Chestnut tiramisu
>> Friday, December 17, 2010
This is a variation on the classic, irresistible and delicious tiramisu, inspired by a recipe of Elle à table (this online magazine has some wonderful recipes, I strongly recommend it if you understand some French) an Italian dish sieved through the French love for chestnuts or marrons. I've modified it because the amount of added chestnut seemed simply ridiculous to me and because the eggs were added without separating whites from yolks and with little mixing, I preferred to separate the whites from the yolks, beating those until stiff as per the traditional method and make a custard with the yolks to increase slightly the conservation period of the tiramisu (I guess the true method of using the raw yolks does not give much leeway for conservation). In short, after cutting here and adding there, in the end the recipe only slightly resembles the original. But I assure you it is a terrific dessert for Christmas as it can be prepared the day before the big feast, leaving time for the yummy ladyfingers to thoroughly soak the syrup and for the custard-mousse to settle. It looks as if I had a lazy day, because I prepared the tiramisu with store-bought ladyfingers, store-bought mascarpone and store-bought chestnut puree... you can not be superwoman full time.
Chestnut tiramisu
Yields 8 large servings
* You can replace the total weight of the puree plus the agave syrup for sweetened chestnut puree or chestnut compote, ie, 220 g, eliminating the agave. Naturally, I recommend testing the sweetness of the cream before adding the egg whites, and add more sugar or syrup if necessary. If you prepare the recipe with sweetened chestnut puree, I recommend to use powdered sugar to adjust the sweetness, because plain sugar will not dissolve well in the custard-cream-cheese mixture.

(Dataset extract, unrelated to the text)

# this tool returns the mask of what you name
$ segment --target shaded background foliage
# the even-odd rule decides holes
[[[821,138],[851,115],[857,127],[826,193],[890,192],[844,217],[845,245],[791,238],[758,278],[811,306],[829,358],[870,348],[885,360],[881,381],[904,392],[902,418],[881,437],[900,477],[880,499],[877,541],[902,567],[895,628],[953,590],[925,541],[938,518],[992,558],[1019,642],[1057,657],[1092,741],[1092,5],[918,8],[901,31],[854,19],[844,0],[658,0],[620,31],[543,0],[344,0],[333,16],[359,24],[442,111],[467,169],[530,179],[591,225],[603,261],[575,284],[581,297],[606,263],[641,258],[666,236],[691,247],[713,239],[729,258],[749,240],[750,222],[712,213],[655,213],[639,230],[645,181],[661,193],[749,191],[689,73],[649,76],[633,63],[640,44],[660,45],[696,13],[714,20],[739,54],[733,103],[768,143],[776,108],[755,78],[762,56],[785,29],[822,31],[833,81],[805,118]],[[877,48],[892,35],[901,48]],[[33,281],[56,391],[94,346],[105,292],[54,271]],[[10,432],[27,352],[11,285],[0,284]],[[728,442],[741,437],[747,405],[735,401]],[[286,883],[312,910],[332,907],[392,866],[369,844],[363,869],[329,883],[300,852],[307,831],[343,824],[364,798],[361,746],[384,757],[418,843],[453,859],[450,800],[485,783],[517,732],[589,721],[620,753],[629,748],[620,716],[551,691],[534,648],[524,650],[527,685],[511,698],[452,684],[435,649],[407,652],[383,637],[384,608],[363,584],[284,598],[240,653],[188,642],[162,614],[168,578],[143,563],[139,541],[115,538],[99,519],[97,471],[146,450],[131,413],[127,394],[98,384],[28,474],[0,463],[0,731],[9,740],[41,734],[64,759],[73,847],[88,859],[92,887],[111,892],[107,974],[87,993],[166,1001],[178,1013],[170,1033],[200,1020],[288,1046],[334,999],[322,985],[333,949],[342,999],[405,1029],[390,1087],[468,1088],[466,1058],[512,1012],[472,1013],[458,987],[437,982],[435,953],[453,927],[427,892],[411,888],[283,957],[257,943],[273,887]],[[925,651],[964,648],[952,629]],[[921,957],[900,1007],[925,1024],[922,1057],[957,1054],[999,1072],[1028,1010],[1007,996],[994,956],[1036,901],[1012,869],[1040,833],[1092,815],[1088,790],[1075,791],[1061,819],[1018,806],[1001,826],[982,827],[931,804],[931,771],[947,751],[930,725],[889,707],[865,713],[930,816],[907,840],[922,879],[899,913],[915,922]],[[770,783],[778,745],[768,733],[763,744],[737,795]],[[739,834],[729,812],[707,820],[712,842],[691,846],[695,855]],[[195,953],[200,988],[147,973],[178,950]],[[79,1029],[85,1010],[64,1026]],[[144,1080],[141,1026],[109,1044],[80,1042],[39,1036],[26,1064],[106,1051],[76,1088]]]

I assure you that the day I prepared it, the dessert was a hit with my guests. The result is a feathery airy and smooth cream with a subtle chestnut flavor, nicely complemented with the wet and sweet ladyfingers. Ideal to impress anyone and an elegant dessert for the holiday ahead of us.
17 comentarios:
What an elegant dessert! Never had it with chestnuts before.
This version of tiramisu is simply divine!
Miriam, I had tiramisu at a Christmas party last night. It was wonderful because it wasn't too sweet. I like the chestnut twist you added; it makes it very Christmas-y!
Nisrine
This is stunning! I have recent;y coked with chestnuts for the first time believe it or not, on;y in a savory dish. I am completely won over by them and this this is just a luscious and light application. (And gorgeous photos as always.)
ah ah you did our italian tiramisu with the chestnuts! :) wonderful idea
do you know our cake with the chestnuts Mont Blanc? I love it!
I just finished writing my post about Marrons Glacés and Crème de Marrons when I came across your post - how beautiful!
Oh my goodness, this sounds genius!
I completely agree with the changes you have made..Elle à Table is great for ideas, as you say, but we have to check...sometimes not that reliable in quantities or methods!
In any case, great job for you!! I'm sure it is delicious!!
omg this recipe looks perfect for falling in love with tiramisu all over again. Of course it helps that I LOVE chestnuts :)
Beautiful!!! I just love this version of Tiramisu!
Te quedo PRESIOSO!
Abrazotes,
Aldy.
This has me craving chestnuts! Sounds like a fantastic dessert.
Miriam,
Can you believe I have never had a chestnut. This recipe might be enough to change that! Hope you are getting caught up on all your Holiday preparations. Happy Holidays!
-Nicole
I've never tasted chestnuts but looking at this lovely dessert makes me wish I could find them here
I've made something similar except it was more like a mousse than a tiramisu. However the chestnutty result has me searching for more sweety recipes to use this lovely nut. It's unique and yummy. thanks for posting reciep! Will try!
Wow, what a great way to enjoy chestnuts.
Oh my, that REALLY looks yum!
and as usual some gorgeous photographs!
Whoa it looks SO airy, SO fluffy! What a heavenly texture! I love chestnuts - last winter I had a lot of them, but not this year... with a baby stroller, my shopping area is very limited, and the nearest supermarket offers quite a poor choice of foods. I've always thought I preferred "unprocessed" chestnuts, just roasted; but your tiramisu makes me think I was wrong.